Nato a Palena il 30 novembre 1893, Ettore Margadonna è uno degli sceneggiatori più importanti del cinema italiano degli anni ‘50.
Il suo cursus studiorum non sembra preludere al successo che lo attende, studia infatti scienze economiche e collabora con La rivista della cooperazione ed il Caffè.
Si fa ben presto spazio il suo interesse per il cinema che, dopo la collaborazione con Comoedia e l’Illustrazione italiana lo spinge a scrivere il volume Cinema ieri e oggi, fra i primi tentativi in Italia di sistemare la materia complessa della storia del cinema fino a quel momento, ma è il contatto con il fermento culturale berlinese degli anni ‘30 ad indicargli la strada da seguire, trasferitosi in Germania, dal 1932, frequenta i teatri di posa berlinesi, esperienza che lo arricchì fortemente.
Dal 1943 Margadonna si dedicò esclusivamente all’attività di scrittura di soggetti e sceneggiature per il cinema, collaborò assiduamente con i registi Corrado d’Errico e Gennaro Righelli, ma fu con Luigi Comencini che arrivò il successo della serie di Pane amore e fantasia in cui il vissuto giovanile, nel piccolo borgo di Palena, venne epurato dai suoi elementi più “locali” per dare vita ad una narrazione divertente in cui la maggior parte degli italiani potevano riconoscere se stessi e la propria dimensione esistenziale, in una chiave non di documentazione sociale come voleva il neorealismo dell’epoca, ma più leggera e scanzonata; Margadonna era, secondo la definizione di Dino Risi, “neorealista rosa”. La giovane Gina Lollobrigida ed il già famoso Vittorio De Sica contribuirono al successo di un film che diede vita ad una serie di grandissimo successo, che, per certi aspetti “incastrò” Margadonna, che tanto avrebbe voluto trarre un film dalla sua raccolta di racconti Dio semina gli uomini, ma ormai, in certo qual modo era obbligato a rimanere nel genere più leggero della commedia.
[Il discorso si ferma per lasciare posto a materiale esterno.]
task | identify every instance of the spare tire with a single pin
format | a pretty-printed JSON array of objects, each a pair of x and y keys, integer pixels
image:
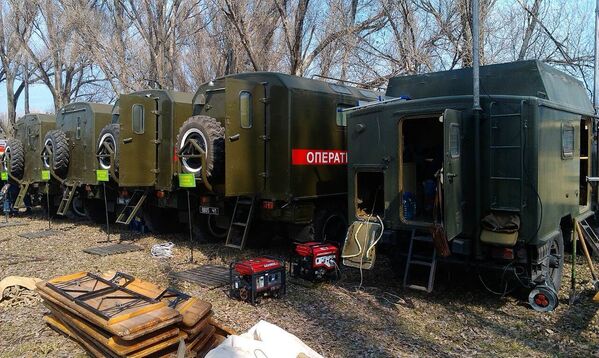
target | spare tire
[
  {"x": 14, "y": 158},
  {"x": 55, "y": 153},
  {"x": 209, "y": 134},
  {"x": 109, "y": 137}
]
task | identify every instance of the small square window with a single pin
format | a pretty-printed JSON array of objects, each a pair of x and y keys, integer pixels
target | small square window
[
  {"x": 138, "y": 118},
  {"x": 340, "y": 89},
  {"x": 341, "y": 115},
  {"x": 454, "y": 140},
  {"x": 567, "y": 141},
  {"x": 245, "y": 109}
]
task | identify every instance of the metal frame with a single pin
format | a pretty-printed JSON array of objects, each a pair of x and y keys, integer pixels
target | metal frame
[{"x": 64, "y": 288}]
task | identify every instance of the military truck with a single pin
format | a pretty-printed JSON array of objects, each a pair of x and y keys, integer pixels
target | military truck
[
  {"x": 69, "y": 153},
  {"x": 412, "y": 171},
  {"x": 227, "y": 126},
  {"x": 269, "y": 148},
  {"x": 21, "y": 161},
  {"x": 137, "y": 148}
]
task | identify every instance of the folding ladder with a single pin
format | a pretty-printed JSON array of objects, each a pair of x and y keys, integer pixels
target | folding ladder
[
  {"x": 132, "y": 207},
  {"x": 67, "y": 198},
  {"x": 240, "y": 222},
  {"x": 590, "y": 236},
  {"x": 421, "y": 260}
]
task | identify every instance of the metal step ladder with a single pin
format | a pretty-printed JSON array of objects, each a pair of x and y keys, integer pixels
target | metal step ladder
[
  {"x": 240, "y": 222},
  {"x": 590, "y": 236},
  {"x": 421, "y": 260},
  {"x": 67, "y": 198},
  {"x": 132, "y": 207},
  {"x": 20, "y": 202}
]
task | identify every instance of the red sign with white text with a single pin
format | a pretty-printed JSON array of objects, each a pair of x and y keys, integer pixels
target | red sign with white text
[{"x": 318, "y": 157}]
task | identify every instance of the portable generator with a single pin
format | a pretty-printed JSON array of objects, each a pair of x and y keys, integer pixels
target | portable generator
[
  {"x": 314, "y": 261},
  {"x": 255, "y": 278}
]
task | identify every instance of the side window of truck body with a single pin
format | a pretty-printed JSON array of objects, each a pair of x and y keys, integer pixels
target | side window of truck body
[
  {"x": 137, "y": 113},
  {"x": 567, "y": 140},
  {"x": 245, "y": 109}
]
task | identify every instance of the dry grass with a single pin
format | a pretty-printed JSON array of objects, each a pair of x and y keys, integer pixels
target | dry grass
[{"x": 379, "y": 320}]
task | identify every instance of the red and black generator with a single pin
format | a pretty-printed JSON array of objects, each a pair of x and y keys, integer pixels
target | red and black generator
[
  {"x": 255, "y": 278},
  {"x": 314, "y": 261}
]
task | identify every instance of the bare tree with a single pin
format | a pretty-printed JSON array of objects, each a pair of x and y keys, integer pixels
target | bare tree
[{"x": 15, "y": 19}]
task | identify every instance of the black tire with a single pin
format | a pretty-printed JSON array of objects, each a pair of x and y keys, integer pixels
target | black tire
[
  {"x": 14, "y": 158},
  {"x": 58, "y": 159},
  {"x": 330, "y": 225},
  {"x": 556, "y": 261},
  {"x": 95, "y": 211},
  {"x": 210, "y": 135},
  {"x": 109, "y": 135},
  {"x": 160, "y": 220}
]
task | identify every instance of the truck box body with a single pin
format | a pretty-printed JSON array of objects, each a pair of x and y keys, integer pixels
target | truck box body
[
  {"x": 537, "y": 148},
  {"x": 293, "y": 148},
  {"x": 31, "y": 130},
  {"x": 146, "y": 153}
]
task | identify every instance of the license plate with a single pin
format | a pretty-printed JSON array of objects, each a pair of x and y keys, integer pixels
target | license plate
[{"x": 208, "y": 210}]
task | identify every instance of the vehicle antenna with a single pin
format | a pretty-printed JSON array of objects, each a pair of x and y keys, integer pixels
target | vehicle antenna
[
  {"x": 476, "y": 109},
  {"x": 595, "y": 77}
]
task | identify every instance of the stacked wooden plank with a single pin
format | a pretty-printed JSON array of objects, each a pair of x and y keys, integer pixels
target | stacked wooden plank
[{"x": 117, "y": 315}]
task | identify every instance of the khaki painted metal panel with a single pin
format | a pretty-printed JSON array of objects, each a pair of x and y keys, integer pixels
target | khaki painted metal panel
[
  {"x": 244, "y": 149},
  {"x": 313, "y": 126},
  {"x": 31, "y": 130},
  {"x": 138, "y": 151},
  {"x": 167, "y": 162},
  {"x": 452, "y": 173}
]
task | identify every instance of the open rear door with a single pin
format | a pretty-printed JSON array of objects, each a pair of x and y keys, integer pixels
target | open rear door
[
  {"x": 452, "y": 173},
  {"x": 138, "y": 142},
  {"x": 245, "y": 141}
]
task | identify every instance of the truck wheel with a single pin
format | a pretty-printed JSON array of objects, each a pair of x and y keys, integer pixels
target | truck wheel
[
  {"x": 209, "y": 134},
  {"x": 109, "y": 138},
  {"x": 329, "y": 224},
  {"x": 55, "y": 153},
  {"x": 160, "y": 220},
  {"x": 556, "y": 261},
  {"x": 14, "y": 158},
  {"x": 209, "y": 228}
]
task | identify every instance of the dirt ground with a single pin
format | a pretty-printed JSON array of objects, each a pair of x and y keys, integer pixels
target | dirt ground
[{"x": 338, "y": 320}]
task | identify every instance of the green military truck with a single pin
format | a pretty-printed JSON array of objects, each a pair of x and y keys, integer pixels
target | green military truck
[
  {"x": 69, "y": 153},
  {"x": 21, "y": 161},
  {"x": 412, "y": 170},
  {"x": 137, "y": 148},
  {"x": 272, "y": 143},
  {"x": 269, "y": 148}
]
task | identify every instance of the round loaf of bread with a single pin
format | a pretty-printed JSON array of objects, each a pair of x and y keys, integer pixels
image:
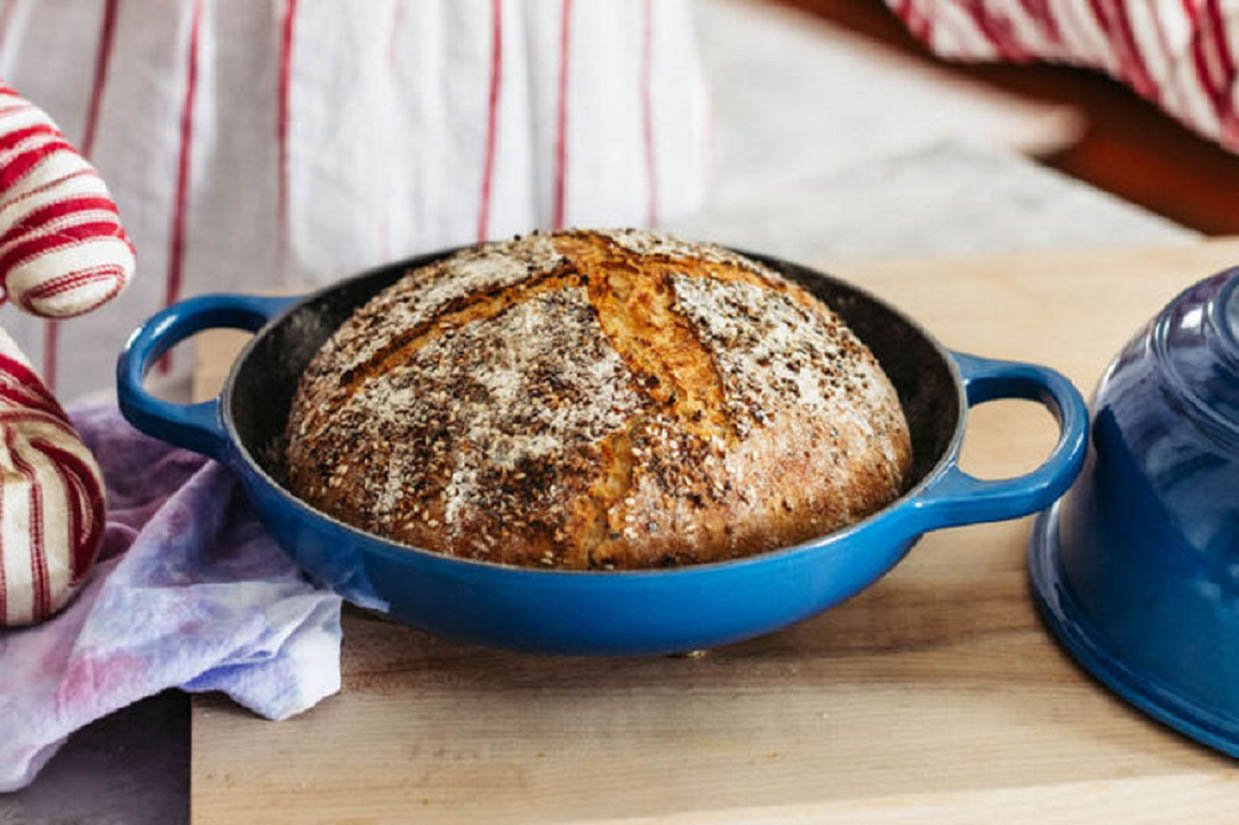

In un momento di forte crisi per Cinecittà, gli venne chiesto di mettere in atto le sue competenze di economista e procedere allo smantellamento della città del cinema italiano, egli, accettato l’incarico, avanzò per una strada diversa: si accordò con Federico Fellini perché girasse gratuitamente il film la La dolce vita garantendo per Cinecittà la comproprietà del film, fu così che i guadagni arrivarono copiosi e la città del Cinema sopravvisse.
Nessuno sa perché Ettore Margadonna uscì di scena, proprio lui, che aveva dato vita alla commedia all’italiana -un genere che ancora oggi piace- un intellettuale a tutto tondo, antifascista, socialista capace di spaziare dal diritto, al latino, alla moda, alla musica lasciò il mondo del cinema senza che nessuno sappia dire perché.